Here's where I'm coming from. Most people who have a fear of heights, don't mind being in a commercial airplane, or in a 10 story building. Most people with a fear of heights walk around the observation deck of skyrises without a problem as long as they stay away from the edge. They aren't afraid because they feel safe.

It's when those people are placed in situations where their security feels threatened, like being close to the edge of a tall building, or flying in a small prop plane, that they have a natural response of fear. The fear isn't trigged by how high you are, but how safe you feel. So the actual fear may not be the fall, the landing, or injury or death, I think it's really a fear of loosing control of your safety.

In your case you may associate this feeling of fear with heights, because that's were it occurs for you, but that doesn't make it's relationship causal. It's merely the situation in which that fear is most often triggered. You state that the more time you spend in those situations the better you feel. I assert that the reason you feel better is because you gain trust in yourself, others (like those who belay you), and the equipment creating a situation where you don't feel your safety is at risk.
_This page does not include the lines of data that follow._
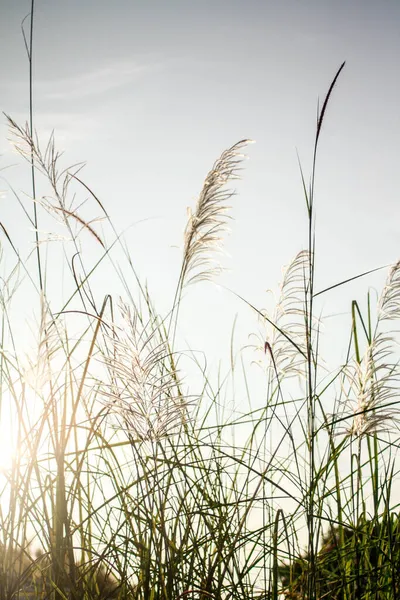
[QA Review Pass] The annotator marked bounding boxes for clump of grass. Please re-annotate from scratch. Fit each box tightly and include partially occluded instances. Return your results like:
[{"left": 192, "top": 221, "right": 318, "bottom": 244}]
[{"left": 0, "top": 7, "right": 400, "bottom": 600}]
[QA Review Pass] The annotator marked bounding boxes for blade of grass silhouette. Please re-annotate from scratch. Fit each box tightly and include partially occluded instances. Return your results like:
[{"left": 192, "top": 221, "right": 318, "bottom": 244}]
[{"left": 313, "top": 264, "right": 392, "bottom": 298}]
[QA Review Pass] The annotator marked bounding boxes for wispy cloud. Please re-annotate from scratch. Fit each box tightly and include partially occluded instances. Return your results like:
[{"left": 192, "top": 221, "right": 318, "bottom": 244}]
[{"left": 35, "top": 60, "right": 158, "bottom": 100}]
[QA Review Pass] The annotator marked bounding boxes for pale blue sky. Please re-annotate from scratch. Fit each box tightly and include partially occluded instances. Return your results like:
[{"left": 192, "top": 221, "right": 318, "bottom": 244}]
[{"left": 0, "top": 0, "right": 400, "bottom": 370}]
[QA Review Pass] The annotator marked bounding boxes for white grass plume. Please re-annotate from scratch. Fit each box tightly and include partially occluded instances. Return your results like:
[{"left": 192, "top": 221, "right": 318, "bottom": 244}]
[
  {"left": 103, "top": 303, "right": 189, "bottom": 441},
  {"left": 180, "top": 140, "right": 251, "bottom": 288}
]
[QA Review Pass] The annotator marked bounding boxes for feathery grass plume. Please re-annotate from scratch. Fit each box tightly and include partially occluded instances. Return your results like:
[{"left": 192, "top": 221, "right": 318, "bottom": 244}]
[
  {"left": 345, "top": 261, "right": 400, "bottom": 436},
  {"left": 344, "top": 334, "right": 400, "bottom": 437},
  {"left": 179, "top": 140, "right": 252, "bottom": 288},
  {"left": 102, "top": 302, "right": 189, "bottom": 440},
  {"left": 256, "top": 250, "right": 315, "bottom": 377},
  {"left": 378, "top": 260, "right": 400, "bottom": 321},
  {"left": 6, "top": 115, "right": 105, "bottom": 248}
]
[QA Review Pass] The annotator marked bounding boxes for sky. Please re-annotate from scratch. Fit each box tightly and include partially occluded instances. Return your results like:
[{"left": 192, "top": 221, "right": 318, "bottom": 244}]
[{"left": 0, "top": 0, "right": 400, "bottom": 376}]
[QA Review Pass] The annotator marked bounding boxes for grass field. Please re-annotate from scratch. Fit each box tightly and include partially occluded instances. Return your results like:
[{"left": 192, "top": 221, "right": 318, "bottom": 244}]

Now overcoming this feeling while climbing may not translate well to looking over the edge of a 30 story building with no handrail or flying in a helicopter because you have not had time to develop a sense of trust in those situations and now feel your safety may be at risk. I think this demonstrates that a fear of heights, is probably more closely associated with personal safety than heights itself.

A fear of heights, flying, the dark, falling, spiders... its all a fear for your safety. Just a different trigger.
Last edited by denalibound on Wed Mar 21, 2007 10:01 pm, edited 2 times in total.